La Vérone de Josette
Pour ce qui est du spectacle dit « jeune public », on en a de deux sortes : les œuvres destinées aux « jeunes » – période de la vie finalement assez étendue, allant de la plus « tendre enfance » à l’ « âge mûr », un laps de temps pouvant en réalité s’étendre indéfiniment, car, comme dit la maxime, « on peut être jeune dans sa tête » – et celles, réalisées ou interprétées par des enfants ou des adolescents. Le Roméo et Juliette de Josette Baïz, découvert à Chaillot dans le cadre de La Belle saison des arts vivants avec l’enfance et la jeunesse, est autorisable aux plus de 18 ans.

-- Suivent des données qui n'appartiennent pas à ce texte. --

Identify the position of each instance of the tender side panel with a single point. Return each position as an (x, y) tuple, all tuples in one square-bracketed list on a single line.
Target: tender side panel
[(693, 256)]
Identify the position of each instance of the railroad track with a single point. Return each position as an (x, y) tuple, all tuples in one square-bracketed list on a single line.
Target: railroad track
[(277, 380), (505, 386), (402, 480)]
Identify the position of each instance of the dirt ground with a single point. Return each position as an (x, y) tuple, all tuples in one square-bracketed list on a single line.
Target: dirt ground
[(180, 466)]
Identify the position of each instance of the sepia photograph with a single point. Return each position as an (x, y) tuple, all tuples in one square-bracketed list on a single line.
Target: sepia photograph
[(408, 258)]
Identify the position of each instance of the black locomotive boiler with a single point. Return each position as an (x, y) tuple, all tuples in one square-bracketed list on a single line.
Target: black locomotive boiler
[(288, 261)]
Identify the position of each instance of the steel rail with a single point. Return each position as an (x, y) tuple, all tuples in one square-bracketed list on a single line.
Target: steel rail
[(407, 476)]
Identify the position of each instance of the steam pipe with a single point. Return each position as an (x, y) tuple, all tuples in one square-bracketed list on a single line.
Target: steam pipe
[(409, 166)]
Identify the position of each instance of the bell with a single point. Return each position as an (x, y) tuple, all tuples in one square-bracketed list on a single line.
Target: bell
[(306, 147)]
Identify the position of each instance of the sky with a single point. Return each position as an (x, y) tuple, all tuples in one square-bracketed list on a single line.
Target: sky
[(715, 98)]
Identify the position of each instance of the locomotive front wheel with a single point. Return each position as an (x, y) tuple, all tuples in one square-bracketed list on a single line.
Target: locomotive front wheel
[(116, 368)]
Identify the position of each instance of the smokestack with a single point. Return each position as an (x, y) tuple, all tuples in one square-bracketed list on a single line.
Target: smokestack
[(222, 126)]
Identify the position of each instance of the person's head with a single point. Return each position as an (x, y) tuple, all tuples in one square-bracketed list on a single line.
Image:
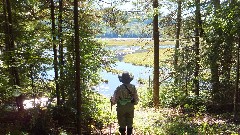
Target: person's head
[(125, 77)]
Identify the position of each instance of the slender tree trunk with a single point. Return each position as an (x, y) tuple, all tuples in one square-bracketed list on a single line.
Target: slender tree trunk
[(197, 57), (55, 61), (10, 46), (214, 60), (61, 65), (236, 84), (77, 66), (179, 22), (156, 55)]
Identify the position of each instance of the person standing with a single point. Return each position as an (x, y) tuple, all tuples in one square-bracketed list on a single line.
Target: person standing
[(125, 96)]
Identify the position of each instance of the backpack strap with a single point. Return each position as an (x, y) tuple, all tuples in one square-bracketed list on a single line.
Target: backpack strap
[(130, 93)]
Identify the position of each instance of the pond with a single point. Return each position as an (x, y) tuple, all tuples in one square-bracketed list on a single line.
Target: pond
[(139, 72)]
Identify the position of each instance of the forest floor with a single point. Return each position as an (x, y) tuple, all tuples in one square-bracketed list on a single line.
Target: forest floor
[(169, 121)]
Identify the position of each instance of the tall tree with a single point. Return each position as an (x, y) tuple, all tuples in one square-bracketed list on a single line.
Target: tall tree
[(179, 22), (214, 57), (60, 37), (236, 97), (77, 68), (10, 48), (156, 55), (197, 54), (55, 60)]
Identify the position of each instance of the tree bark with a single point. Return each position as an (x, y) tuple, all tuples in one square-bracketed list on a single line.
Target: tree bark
[(197, 54), (156, 55), (55, 61), (10, 46), (214, 60), (236, 84), (61, 62), (179, 22), (77, 66)]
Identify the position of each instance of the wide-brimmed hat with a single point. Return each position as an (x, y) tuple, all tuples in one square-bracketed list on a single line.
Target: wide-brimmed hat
[(125, 77)]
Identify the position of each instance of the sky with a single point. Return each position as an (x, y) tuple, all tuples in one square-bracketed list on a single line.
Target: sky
[(126, 5)]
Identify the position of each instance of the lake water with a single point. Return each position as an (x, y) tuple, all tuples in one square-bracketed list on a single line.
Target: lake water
[(139, 72)]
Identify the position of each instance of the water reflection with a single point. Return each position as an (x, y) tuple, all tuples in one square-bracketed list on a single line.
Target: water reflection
[(139, 72)]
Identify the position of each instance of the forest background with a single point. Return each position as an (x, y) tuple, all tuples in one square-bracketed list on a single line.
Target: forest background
[(199, 95)]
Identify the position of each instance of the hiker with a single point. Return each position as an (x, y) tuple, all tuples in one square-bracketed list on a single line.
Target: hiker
[(125, 96)]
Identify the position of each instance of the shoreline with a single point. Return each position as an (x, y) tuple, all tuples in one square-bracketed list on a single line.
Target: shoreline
[(133, 41)]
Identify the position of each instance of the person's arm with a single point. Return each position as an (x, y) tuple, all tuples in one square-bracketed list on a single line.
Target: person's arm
[(114, 98)]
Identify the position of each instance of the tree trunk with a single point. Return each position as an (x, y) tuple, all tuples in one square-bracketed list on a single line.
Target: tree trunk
[(61, 62), (10, 46), (156, 55), (179, 22), (236, 83), (197, 57), (55, 61), (214, 58), (77, 66)]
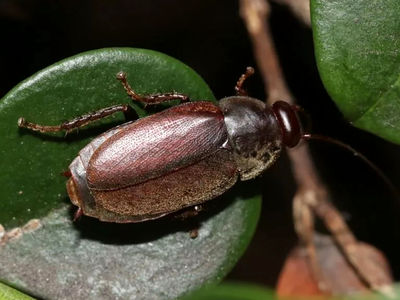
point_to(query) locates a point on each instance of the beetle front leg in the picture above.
(239, 84)
(79, 121)
(150, 99)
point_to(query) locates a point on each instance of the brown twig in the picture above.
(311, 197)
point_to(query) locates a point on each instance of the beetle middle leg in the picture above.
(239, 84)
(79, 121)
(152, 98)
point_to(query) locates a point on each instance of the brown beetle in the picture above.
(177, 158)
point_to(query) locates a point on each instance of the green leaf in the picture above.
(232, 291)
(8, 293)
(357, 45)
(91, 259)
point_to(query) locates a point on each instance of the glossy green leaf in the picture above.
(357, 45)
(90, 259)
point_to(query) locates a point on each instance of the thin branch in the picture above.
(311, 193)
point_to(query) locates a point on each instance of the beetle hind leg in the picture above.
(78, 121)
(152, 98)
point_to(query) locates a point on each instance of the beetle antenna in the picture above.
(388, 182)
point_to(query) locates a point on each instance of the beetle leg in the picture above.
(152, 98)
(78, 214)
(239, 84)
(79, 121)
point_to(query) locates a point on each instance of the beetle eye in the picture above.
(288, 122)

Dans la pièce de Shakespeare les amants de Vérone sont âgés de 15-16 ans, comme les danseurs les plus aguerris du groupe Grenade de Mme Baïz. Cet argument qui se voudrait réaliste est retournable dans la mesure où, les gens vivant moitié moins qu’aujourd’hui à la fin du XIVe siècle, on peut dire qu’ils avaient alors plus vite fait d’être adultes, ou qu’ils le devenaient sinon deux fois plus tôt, du moins précocement. Par ailleurs, en matière de spectacle – et nous y sommes, ici, au spectacle, dans une représentation à l’ancienne ou, du moins, à l’italienne – il est inutile de chercher la vraisemblance : Sarah Bernhardt joua bien les pucelles de façon convaincante dans une pièce d’Emile Moreau à l’âge de… 65 ans.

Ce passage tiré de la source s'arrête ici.